Naseem Khan

Naseem Khan OBE
We were hugely saddened to hear of the death of Naseem Khan on 8th June 2017. Naseem was an advisor to the Unfinished Histories project in its early years and we had hoped to interview her. Her 1976 report on The Arts Britain Ignores altered the cultural landscape, forcing the arts establishment and funders to begin the – all-too-slow – process of addressing the needs to supportĀ cultural diversity in the arts. We took its title as the starting point for the section on Black and Asian theatres in the exhibition Re-Staging Revolutions in 2013-14. Naseem was, with John Ashford, one of the first theatre critics for Time Out and later wrote weekly columns for the New Statesman covering an inspiring range of innovative arts practice, focused on community and diversity, as well as reviews for Drama magazine. She became the Arts Council’s first Head of Cultural Diversity and went on to write, run her own consultancy, be part of the grassroots initiative Takespace, do work on ageing and help organise her local community through the Friends of Arnold Circus. See Suman Bhuchar’s obituary in Asian Culture Vulture for more details or The Guardian.

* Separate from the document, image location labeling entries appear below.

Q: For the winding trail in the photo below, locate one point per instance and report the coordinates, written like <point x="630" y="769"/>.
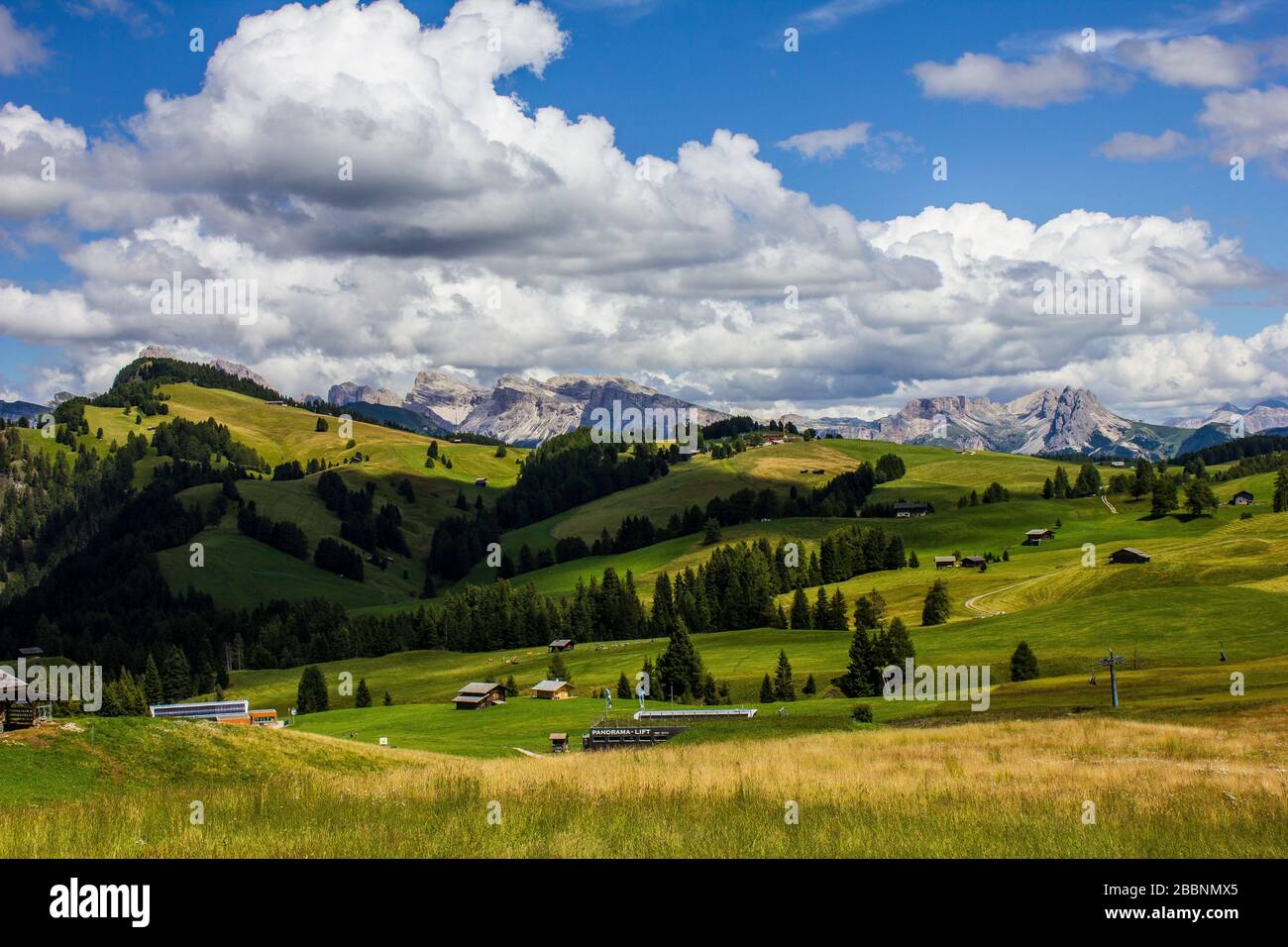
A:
<point x="973" y="603"/>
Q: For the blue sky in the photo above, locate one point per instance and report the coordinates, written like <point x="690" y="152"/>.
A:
<point x="668" y="72"/>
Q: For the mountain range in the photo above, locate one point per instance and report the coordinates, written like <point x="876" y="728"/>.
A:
<point x="516" y="410"/>
<point x="1263" y="415"/>
<point x="1042" y="421"/>
<point x="526" y="411"/>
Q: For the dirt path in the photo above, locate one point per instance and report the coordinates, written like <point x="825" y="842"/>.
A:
<point x="973" y="603"/>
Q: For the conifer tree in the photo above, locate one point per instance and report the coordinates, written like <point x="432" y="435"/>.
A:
<point x="820" y="616"/>
<point x="154" y="689"/>
<point x="679" y="669"/>
<point x="310" y="696"/>
<point x="936" y="608"/>
<point x="784" y="686"/>
<point x="857" y="681"/>
<point x="1280" y="504"/>
<point x="1024" y="663"/>
<point x="1163" y="500"/>
<point x="176" y="677"/>
<point x="840" y="621"/>
<point x="800" y="609"/>
<point x="1061" y="483"/>
<point x="1199" y="496"/>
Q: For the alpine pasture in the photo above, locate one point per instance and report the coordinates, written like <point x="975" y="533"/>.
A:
<point x="1190" y="764"/>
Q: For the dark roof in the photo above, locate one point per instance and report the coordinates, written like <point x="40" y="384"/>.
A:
<point x="477" y="688"/>
<point x="16" y="689"/>
<point x="1131" y="551"/>
<point x="552" y="685"/>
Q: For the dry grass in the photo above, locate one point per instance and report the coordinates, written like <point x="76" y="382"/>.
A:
<point x="984" y="789"/>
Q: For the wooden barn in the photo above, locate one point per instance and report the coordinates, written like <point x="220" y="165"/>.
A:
<point x="1128" y="556"/>
<point x="480" y="696"/>
<point x="552" y="689"/>
<point x="21" y="706"/>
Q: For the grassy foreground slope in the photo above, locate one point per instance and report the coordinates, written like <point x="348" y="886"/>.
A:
<point x="978" y="789"/>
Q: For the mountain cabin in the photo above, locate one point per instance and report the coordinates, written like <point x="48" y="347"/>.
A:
<point x="553" y="689"/>
<point x="480" y="696"/>
<point x="1128" y="556"/>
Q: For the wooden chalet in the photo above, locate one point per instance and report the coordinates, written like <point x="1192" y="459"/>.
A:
<point x="1128" y="556"/>
<point x="480" y="696"/>
<point x="553" y="689"/>
<point x="21" y="706"/>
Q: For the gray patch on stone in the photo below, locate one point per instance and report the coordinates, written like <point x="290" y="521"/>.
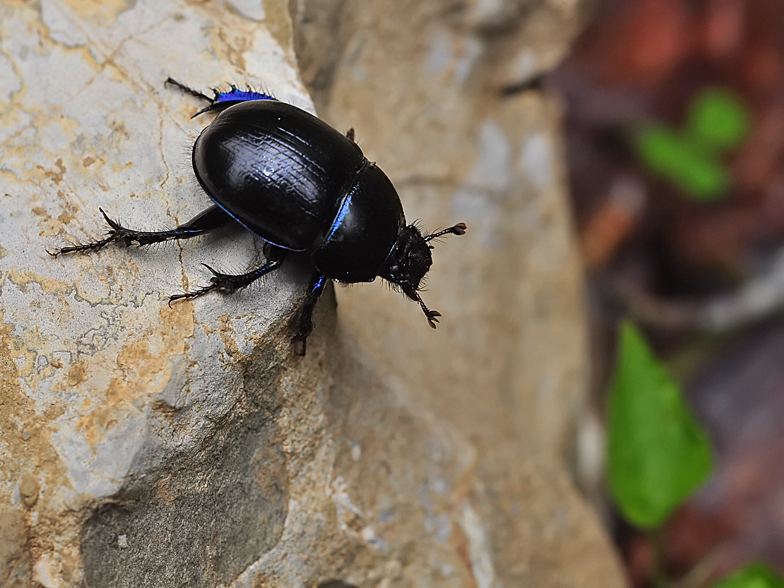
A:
<point x="200" y="525"/>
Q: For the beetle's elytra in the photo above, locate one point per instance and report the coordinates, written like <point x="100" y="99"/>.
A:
<point x="300" y="185"/>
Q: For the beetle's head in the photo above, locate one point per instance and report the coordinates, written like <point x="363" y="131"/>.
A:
<point x="410" y="260"/>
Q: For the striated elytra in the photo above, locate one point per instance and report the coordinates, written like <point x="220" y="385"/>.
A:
<point x="301" y="186"/>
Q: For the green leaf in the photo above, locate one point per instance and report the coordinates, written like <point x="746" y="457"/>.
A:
<point x="696" y="171"/>
<point x="657" y="452"/>
<point x="718" y="120"/>
<point x="753" y="576"/>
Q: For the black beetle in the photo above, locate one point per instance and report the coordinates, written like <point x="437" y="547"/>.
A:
<point x="301" y="186"/>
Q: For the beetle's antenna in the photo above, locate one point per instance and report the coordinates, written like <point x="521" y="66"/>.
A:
<point x="188" y="90"/>
<point x="458" y="229"/>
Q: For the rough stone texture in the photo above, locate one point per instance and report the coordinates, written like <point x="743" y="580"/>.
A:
<point x="143" y="445"/>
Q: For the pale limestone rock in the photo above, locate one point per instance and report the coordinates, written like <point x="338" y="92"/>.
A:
<point x="142" y="445"/>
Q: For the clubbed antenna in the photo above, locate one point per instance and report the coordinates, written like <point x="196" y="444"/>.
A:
<point x="458" y="229"/>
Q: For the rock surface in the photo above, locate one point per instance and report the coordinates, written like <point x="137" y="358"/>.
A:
<point x="142" y="445"/>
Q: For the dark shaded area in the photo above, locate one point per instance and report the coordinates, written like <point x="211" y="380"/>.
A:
<point x="200" y="525"/>
<point x="664" y="258"/>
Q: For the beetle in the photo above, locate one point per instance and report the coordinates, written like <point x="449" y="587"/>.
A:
<point x="301" y="186"/>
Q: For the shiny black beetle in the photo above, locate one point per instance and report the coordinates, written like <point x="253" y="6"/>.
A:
<point x="301" y="186"/>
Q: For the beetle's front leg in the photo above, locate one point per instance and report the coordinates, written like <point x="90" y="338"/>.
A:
<point x="305" y="318"/>
<point x="221" y="99"/>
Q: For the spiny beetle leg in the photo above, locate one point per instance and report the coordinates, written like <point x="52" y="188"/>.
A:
<point x="230" y="283"/>
<point x="221" y="99"/>
<point x="207" y="220"/>
<point x="305" y="317"/>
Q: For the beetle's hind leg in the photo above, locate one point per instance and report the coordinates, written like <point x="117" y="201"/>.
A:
<point x="210" y="219"/>
<point x="230" y="283"/>
<point x="221" y="99"/>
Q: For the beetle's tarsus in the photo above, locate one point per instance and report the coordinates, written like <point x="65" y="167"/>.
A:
<point x="458" y="229"/>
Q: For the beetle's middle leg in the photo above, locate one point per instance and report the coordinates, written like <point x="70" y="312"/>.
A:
<point x="305" y="318"/>
<point x="230" y="283"/>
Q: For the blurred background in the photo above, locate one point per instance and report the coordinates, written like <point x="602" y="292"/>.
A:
<point x="675" y="138"/>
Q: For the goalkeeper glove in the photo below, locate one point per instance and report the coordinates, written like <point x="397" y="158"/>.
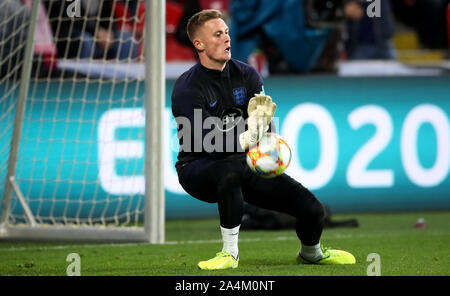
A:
<point x="260" y="113"/>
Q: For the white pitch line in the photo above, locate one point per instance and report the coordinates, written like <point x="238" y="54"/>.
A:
<point x="188" y="242"/>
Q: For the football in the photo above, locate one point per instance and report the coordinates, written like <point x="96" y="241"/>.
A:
<point x="270" y="157"/>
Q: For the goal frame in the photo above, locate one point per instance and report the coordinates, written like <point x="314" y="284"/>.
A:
<point x="153" y="230"/>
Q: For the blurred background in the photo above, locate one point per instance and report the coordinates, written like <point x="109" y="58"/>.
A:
<point x="362" y="89"/>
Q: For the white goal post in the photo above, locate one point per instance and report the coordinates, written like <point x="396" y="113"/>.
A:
<point x="81" y="154"/>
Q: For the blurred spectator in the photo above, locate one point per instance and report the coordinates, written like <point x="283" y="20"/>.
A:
<point x="94" y="34"/>
<point x="12" y="13"/>
<point x="427" y="17"/>
<point x="280" y="29"/>
<point x="369" y="37"/>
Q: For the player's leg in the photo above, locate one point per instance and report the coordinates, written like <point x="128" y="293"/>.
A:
<point x="218" y="181"/>
<point x="286" y="195"/>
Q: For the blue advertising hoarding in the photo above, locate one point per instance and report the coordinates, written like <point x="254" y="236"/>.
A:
<point x="359" y="144"/>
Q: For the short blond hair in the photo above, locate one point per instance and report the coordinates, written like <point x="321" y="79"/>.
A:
<point x="198" y="19"/>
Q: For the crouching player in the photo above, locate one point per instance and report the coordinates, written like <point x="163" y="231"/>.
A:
<point x="232" y="91"/>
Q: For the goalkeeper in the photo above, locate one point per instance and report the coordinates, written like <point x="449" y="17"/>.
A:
<point x="231" y="91"/>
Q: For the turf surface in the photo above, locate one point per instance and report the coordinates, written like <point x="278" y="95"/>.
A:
<point x="403" y="250"/>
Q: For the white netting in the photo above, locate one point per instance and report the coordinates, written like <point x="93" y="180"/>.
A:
<point x="81" y="151"/>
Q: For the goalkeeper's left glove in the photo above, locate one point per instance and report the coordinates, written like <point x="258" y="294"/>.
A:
<point x="260" y="110"/>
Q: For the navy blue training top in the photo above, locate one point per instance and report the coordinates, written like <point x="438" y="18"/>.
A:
<point x="202" y="96"/>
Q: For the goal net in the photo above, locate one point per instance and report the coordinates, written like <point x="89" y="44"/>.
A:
<point x="73" y="122"/>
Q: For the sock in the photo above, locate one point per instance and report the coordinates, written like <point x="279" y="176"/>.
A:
<point x="230" y="240"/>
<point x="311" y="253"/>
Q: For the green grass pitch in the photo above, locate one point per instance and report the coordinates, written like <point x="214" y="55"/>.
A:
<point x="403" y="250"/>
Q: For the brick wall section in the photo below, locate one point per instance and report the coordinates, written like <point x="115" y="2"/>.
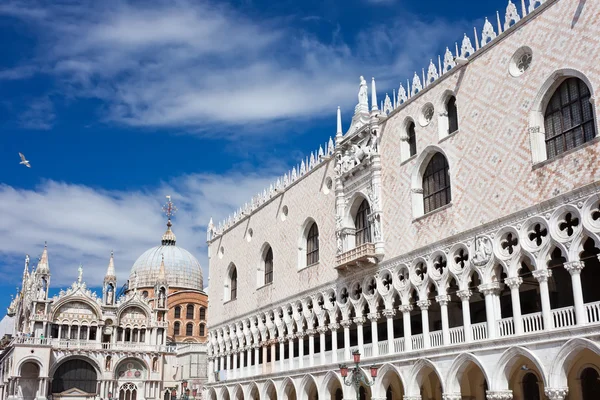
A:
<point x="490" y="164"/>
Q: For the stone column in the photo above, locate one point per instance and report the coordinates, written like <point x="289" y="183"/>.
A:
<point x="300" y="336"/>
<point x="465" y="295"/>
<point x="575" y="268"/>
<point x="359" y="321"/>
<point x="542" y="276"/>
<point x="556" y="393"/>
<point x="405" y="310"/>
<point x="443" y="302"/>
<point x="490" y="290"/>
<point x="291" y="351"/>
<point x="424" y="306"/>
<point x="333" y="329"/>
<point x="389" y="315"/>
<point x="322" y="330"/>
<point x="514" y="283"/>
<point x="346" y="324"/>
<point x="499" y="394"/>
<point x="374" y="339"/>
<point x="311" y="347"/>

She was interviewed for the V&A Theatre Collections / Talawa Theatre collection Blackstages.

Naeem’s memoir Everywhere is Somewhere (Bluemoose, 2017) was published just after her death. Jacob Ross wrote of it: ‘In hindsight, and in the light of the subsequent impact of BAME arts and culture on British society, Khan’s assertion was visionary. This is a writer whose legacy will remain for us, inspirational and lasting.’